Dear Ethical Minds,
My apartment has accumulated a number of cups and other Peirce dishes over the semester. I feel guilty about having them in our apartment and think we should return them immediately. But my roommate says he will return them before the semester is over, and argues that if he is paying for meals from AVI but eating with borrowed dishes at home, he is actually saving Kenyon money on food, and not using any more dishes than he would be were he eating at Peirce. Which one of us is right?
Dear Cup Crusader,
You are. Your roommate’s argument is an interesting one, but ultimately a poor excuse for hoarding dishes that are not his. Love it or hate it, the beautifully simple Kenyon meal plan does not grant differential treatment to students who eat at the Deli three times a week, students who never get up for breakfast or students who eat their weight in soft serve at Peirce. It certainly does not cover ingredients for home cooking, and in the same way is not intended to outfit your apartment kitchen.

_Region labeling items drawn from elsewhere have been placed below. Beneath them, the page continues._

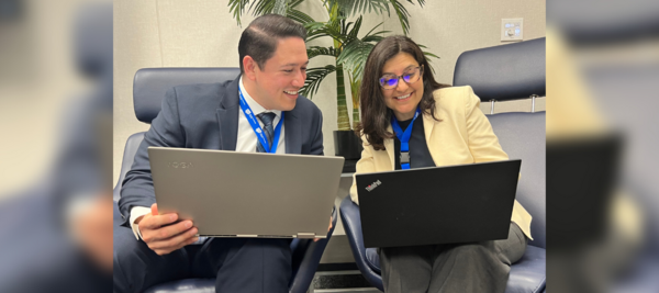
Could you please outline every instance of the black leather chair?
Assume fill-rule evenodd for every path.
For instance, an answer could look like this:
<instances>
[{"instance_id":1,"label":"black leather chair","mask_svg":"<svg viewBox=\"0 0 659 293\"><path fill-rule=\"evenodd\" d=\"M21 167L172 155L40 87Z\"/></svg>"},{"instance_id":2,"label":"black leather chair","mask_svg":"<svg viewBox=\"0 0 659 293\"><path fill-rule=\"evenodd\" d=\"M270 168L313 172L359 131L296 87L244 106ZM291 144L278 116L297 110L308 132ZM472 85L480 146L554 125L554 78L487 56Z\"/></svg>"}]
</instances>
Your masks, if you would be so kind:
<instances>
[{"instance_id":1,"label":"black leather chair","mask_svg":"<svg viewBox=\"0 0 659 293\"><path fill-rule=\"evenodd\" d=\"M238 68L144 68L135 74L133 80L133 103L135 116L141 122L150 124L150 122L160 112L160 103L165 92L175 86L190 83L213 83L235 79L241 70ZM121 223L122 215L119 212L116 202L121 194L121 185L125 173L133 165L133 158L137 147L144 138L144 133L131 135L124 148L124 155L121 166L121 174L113 190L114 199L114 223ZM321 257L327 241L336 226L336 210L333 211L333 228L327 234L326 239L314 243L311 239L293 239L291 251L293 256L293 273L289 283L291 293L303 293L309 289L315 274ZM192 292L215 292L214 279L187 279L164 283L150 288L147 293L192 293Z\"/></svg>"},{"instance_id":2,"label":"black leather chair","mask_svg":"<svg viewBox=\"0 0 659 293\"><path fill-rule=\"evenodd\" d=\"M456 65L454 84L471 86L481 101L545 95L545 38L463 53ZM503 149L511 158L522 159L517 200L534 217L534 240L511 267L505 292L544 292L545 112L503 113L489 119ZM383 291L379 256L375 248L364 247L359 206L350 196L340 203L340 218L357 267L369 283Z\"/></svg>"}]
</instances>

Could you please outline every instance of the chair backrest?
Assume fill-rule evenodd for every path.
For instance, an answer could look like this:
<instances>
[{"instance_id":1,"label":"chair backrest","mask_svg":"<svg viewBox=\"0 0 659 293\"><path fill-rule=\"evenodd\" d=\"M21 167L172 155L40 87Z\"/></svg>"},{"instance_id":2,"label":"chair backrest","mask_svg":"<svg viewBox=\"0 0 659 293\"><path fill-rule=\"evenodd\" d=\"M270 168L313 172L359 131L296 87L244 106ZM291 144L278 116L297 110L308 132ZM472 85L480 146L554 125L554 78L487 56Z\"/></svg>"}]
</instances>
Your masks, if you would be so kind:
<instances>
[{"instance_id":1,"label":"chair backrest","mask_svg":"<svg viewBox=\"0 0 659 293\"><path fill-rule=\"evenodd\" d=\"M545 38L460 54L454 86L467 84L481 101L545 95Z\"/></svg>"},{"instance_id":2,"label":"chair backrest","mask_svg":"<svg viewBox=\"0 0 659 293\"><path fill-rule=\"evenodd\" d=\"M469 84L481 101L545 95L545 38L465 52L454 86ZM517 200L532 214L530 245L546 246L545 112L489 115L511 159L522 159Z\"/></svg>"},{"instance_id":3,"label":"chair backrest","mask_svg":"<svg viewBox=\"0 0 659 293\"><path fill-rule=\"evenodd\" d=\"M235 79L237 67L227 68L143 68L133 79L133 106L137 120L149 123L160 112L165 92L172 87L214 83Z\"/></svg>"},{"instance_id":4,"label":"chair backrest","mask_svg":"<svg viewBox=\"0 0 659 293\"><path fill-rule=\"evenodd\" d=\"M545 112L490 115L499 143L511 159L522 159L517 201L530 213L529 245L546 246Z\"/></svg>"},{"instance_id":5,"label":"chair backrest","mask_svg":"<svg viewBox=\"0 0 659 293\"><path fill-rule=\"evenodd\" d=\"M160 112L168 89L192 83L214 83L235 79L241 74L237 67L228 68L143 68L133 79L133 108L137 120L150 124ZM135 153L144 139L144 133L135 133L126 140L121 162L121 172L113 190L113 200L119 201L121 185L133 166Z\"/></svg>"}]
</instances>

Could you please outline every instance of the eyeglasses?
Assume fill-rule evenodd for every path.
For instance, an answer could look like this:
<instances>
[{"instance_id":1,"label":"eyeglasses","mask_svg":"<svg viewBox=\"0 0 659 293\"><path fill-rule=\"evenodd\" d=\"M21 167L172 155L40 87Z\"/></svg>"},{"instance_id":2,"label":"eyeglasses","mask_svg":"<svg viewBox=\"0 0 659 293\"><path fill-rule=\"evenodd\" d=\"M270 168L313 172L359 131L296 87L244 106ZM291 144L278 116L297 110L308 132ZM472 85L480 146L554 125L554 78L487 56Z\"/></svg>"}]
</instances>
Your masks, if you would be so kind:
<instances>
[{"instance_id":1,"label":"eyeglasses","mask_svg":"<svg viewBox=\"0 0 659 293\"><path fill-rule=\"evenodd\" d=\"M411 68L410 70L403 72L402 76L384 75L378 81L380 82L380 87L382 87L386 90L390 90L398 87L398 81L399 79L401 79L401 77L405 82L407 82L407 84L411 84L418 81L421 75L423 75L423 65Z\"/></svg>"}]
</instances>

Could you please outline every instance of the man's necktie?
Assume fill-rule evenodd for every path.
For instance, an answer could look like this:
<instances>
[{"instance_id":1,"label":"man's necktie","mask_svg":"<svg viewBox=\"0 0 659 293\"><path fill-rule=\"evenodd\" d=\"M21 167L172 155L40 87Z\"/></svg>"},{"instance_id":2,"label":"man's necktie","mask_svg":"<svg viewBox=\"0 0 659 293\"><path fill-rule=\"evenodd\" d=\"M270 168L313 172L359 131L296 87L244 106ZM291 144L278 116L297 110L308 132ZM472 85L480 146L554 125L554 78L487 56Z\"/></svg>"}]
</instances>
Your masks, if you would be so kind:
<instances>
[{"instance_id":1,"label":"man's necktie","mask_svg":"<svg viewBox=\"0 0 659 293\"><path fill-rule=\"evenodd\" d=\"M272 129L272 121L275 121L275 113L260 113L256 115L258 120L264 123L264 132L266 133L266 138L268 139L268 144L270 144L270 148L272 147L272 137L275 136L275 131ZM261 146L260 142L256 144L256 153L266 153L264 146Z\"/></svg>"}]
</instances>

Your roommate’s argument suggests there is no difference between using a Peirce dish in Peirce and using it in your apartment, but this is not true. During a typical day at Peirce, dishes are washed and reused multiple times. A single plastic cup can serve many students over the course of a day. This is made impossible when a cup is taken back to an apartment for personal use.
Taking dishes from Peirce for a few hours so you can lunch at the library or take a snack to class is not an egregious crime, but they should be returned within a reasonable amount of time. Kenyon spends large amounts of money to replace lost or stolen cups, dishes and utensils each semester, and even if you plan to return them eventually, hoarding dishes in your apartment puts them out of circulation for months. It forces AVI to turn to one-time-use paper cups — at the time of a Nov. 21, 2013 Collegian article on the cup shortage, “Peirce cups an endangered species,” we were using 4,000 to 5,000 per week — which not only cost money but also are less sustainable than plastic.
In the end, your roommate is not simply borrowing cups and dishes from Peirce, he is effectively holding them hostage from other hungry students. And perhaps more importantly, he is harming the College — and the environment — by doing so.